Not only has the league won nine of the last 16 national titles in football, it also clearly won conference realignment.
The SEC's 11 first-round picks in Thursday's NFL draft included three from Texas A&M, which rocked the college football world three years ago when it bolted the Big 12 for the SEC.
It didn't seem like that smart of a move at the time but, hey BEVO, look at them now.
Many at arch-rival Texas scoffed at the idea of Texas A&M competing in the rugged SEC. After all, the Aggies needed overtime to win their only Big 12 title, in 1998.
Many Texas fans figured Texas A&M would be suffocated in the rugged SEC. Instead, the Aggies went 11-2 their first year in the SEC West and handed the only loss to eventual national champion Alabama. Freshman quarterback Johnny Manziel won the Heisman Trophy and celebrated by coming back home to win the Cotton Bowl.
The SEC also added Missouri, which, after a rough first year, won the SEC East last season.
Either the SEC isn't as good as it claimed to be or Texas A&M and Missouri raised their competitive games upon entering the conference.
The show never stops down south and chants of "SEC! SEC!" could be heard Thursday as the conference landed four of the first 10 draft picks.

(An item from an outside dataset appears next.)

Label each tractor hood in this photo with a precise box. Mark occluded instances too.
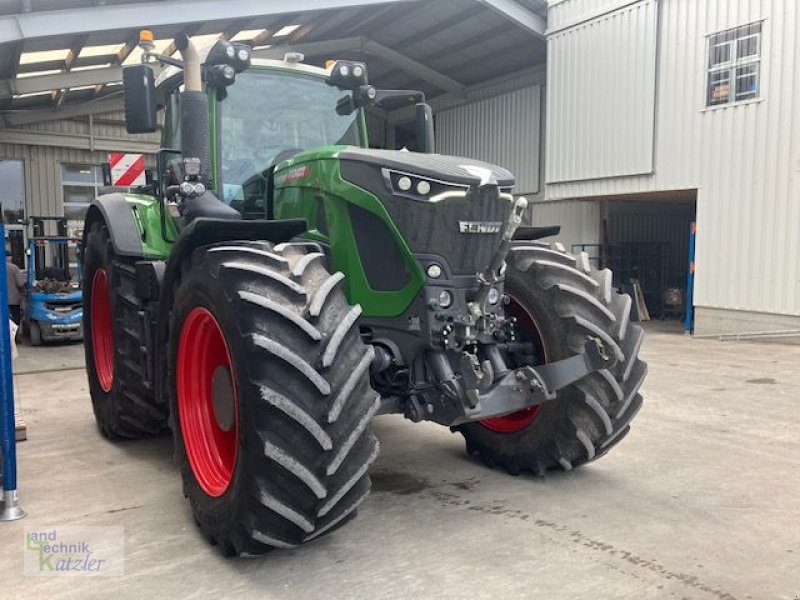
[338,148,514,188]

Two of those were picks were from Texas A&M, with offensive tackle Jake Matthews going No. 6 to Atlanta and receiver Mike Evans landing No. 7 in Tampa. It seemed almost insulting to the SEC that Manziel fell all the way to Cleveland at pick No. 22.
When the first-round circus ended, Texas A&M ended up with as many first-round picks as the entire Pac-12 Conference. UCLA, at long last emerging from the NFL draft's witness protection program, led the way with linebacker Anthony Barr going No. 9 to Minnesota.
The New Orleans Saints took Oregon State receiver Brandin Cooks with the No. 20 pick, and Arizona, with the No. 27 pick, selected Washington State safety Deone Bucannon.
Stanford, the defending Pac-12 champions, had no first-round players selected. Neither did USC, the conference's flagship program.
The Trojans had more head coaches last year, four, than Texas A&M had first-round picks.
The surprise conference was the fledgling American Athletic, which ended up with four. Two of those picks, however, belonged to Louisville, which is joining the Atlantic Coast next season.